Divisando um horizonte outonal para sua família assim que perde o amparo financeiro do emprego, Willy Loman decide dar cabo da própria vida. Menos que um ato de desespero, o suicídio apresenta-se como uma alternativa para o não-perecimento da mulher e do filho, que poderiam gozar do dinheiro do seguro de vida que está no nome de Loman. A ruína do meio ambiente econômico, devorado por sua própria ambição, constitui para Miller a desvalorização da vida, a anulação da autopreservação. O texto, vencedor do prêmio Pulitzer, mereceu mais de 700 adaptações teatrais mundo afora e rendeu quase uma dezena de versões para TV e cinema, sendo a de 1951, dirigida por László Benedek e protagonizada por Fredric March, a mais afamada entre elas. No Brasil, a última grande montagem de A Morte do Caixeiro-Viajante deu-se em 2003, sob direção de Felipe Hirsch e com Marco Nanini no papel de Willy Loman.
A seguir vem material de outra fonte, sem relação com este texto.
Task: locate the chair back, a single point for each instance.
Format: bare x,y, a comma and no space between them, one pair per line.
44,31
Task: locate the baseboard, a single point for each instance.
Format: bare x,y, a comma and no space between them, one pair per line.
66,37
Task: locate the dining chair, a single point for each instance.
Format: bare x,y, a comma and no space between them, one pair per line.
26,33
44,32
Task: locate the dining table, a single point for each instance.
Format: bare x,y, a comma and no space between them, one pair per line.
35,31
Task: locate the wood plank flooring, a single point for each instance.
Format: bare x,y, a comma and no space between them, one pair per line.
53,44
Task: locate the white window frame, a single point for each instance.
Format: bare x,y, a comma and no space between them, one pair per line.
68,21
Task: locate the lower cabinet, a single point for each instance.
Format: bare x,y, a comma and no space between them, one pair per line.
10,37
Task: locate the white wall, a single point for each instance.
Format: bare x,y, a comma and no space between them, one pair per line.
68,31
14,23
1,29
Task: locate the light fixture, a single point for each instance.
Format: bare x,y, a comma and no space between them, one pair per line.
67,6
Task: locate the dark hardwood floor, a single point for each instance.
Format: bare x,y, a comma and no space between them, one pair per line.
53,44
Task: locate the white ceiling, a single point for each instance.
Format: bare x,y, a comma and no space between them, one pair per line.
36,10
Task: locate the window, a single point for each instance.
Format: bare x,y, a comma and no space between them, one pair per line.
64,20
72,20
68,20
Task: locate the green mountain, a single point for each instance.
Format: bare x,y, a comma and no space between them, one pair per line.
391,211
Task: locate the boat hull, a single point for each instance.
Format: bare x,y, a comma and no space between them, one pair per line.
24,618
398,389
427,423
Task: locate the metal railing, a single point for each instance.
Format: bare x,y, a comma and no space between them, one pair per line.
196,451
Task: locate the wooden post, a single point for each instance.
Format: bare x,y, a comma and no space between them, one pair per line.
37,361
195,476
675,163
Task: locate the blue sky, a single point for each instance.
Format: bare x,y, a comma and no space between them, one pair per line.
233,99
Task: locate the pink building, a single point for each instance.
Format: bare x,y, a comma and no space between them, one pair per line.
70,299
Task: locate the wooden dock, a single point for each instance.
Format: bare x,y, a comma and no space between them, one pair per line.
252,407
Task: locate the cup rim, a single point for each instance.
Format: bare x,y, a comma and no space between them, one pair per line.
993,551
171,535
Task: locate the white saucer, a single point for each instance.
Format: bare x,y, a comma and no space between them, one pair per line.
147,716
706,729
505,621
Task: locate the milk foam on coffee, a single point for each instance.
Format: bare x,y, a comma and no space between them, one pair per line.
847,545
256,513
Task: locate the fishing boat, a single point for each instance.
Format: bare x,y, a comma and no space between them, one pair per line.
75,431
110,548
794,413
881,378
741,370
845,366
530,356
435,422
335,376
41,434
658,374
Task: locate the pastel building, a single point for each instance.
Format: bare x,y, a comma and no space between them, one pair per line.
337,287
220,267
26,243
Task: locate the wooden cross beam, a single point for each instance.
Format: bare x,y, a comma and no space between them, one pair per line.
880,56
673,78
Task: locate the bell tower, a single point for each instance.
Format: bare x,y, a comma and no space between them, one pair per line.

Outro caso famoso que envolve o nome de Arthur Miller foi sua convocação para depor no comitê de investigações anti-comunistas do Congresso norte-americano nos anos 1950. No depoimento, ele negou ser um comunista da gema, mas admitiu ter comparecido a algumas reuniões do Partido e ser signatário de protestos e manifestos com inclinações socialistas. A experiência de quase ingressar na lista negra do senador McCarthy desencadeou a criação da peça As Bruxas de Salem, em 1953. Quem assistiu ao filme homônimo de Nicholas Hytner, lançado em 1996 e roteirizado pelo autor em pessoa, conhece seu conteúdo de parábola política. Miller descreve, com olhar de soslaio para o macarthismo, uma caça às bruxas ocorrida em Massachusetts em 1692, baseado nos documentos de um julgamento de feiticeiras e do fazendeiro John Proctor, acusado de bruxaria. Sentenciava a paranóia, capaz de cegar políticos e decapitar artistas: "A consciência já não é mais um problema pessoal; é agora um problema estatal".

O descontentamento implantado na psiquê da sociedade norte-americana. Foi esse o estofo da obra de Miller mas também um alerta desse autor que, indubitavelmente, freqüenta o top ten da dramaturgia norte-americana, ao lado de Tennessee Williams, Edward Albee e Eugene O’Neill. Engano imaginar que seu pensamento está circunscrito a décadas passadas, quando as frustrações nacionais por ele indicadas há 40, 50, 60 anos manifestam-se ainda hoje e parecem querer se estabelecer como um carma moral. Basta apreender o que Arthur Miller disse em entrevista para o jornal francês L’Express em 2002, indagado sobre o futuro de seu país natal: "A democracia está ameaçada pelo governo Bush".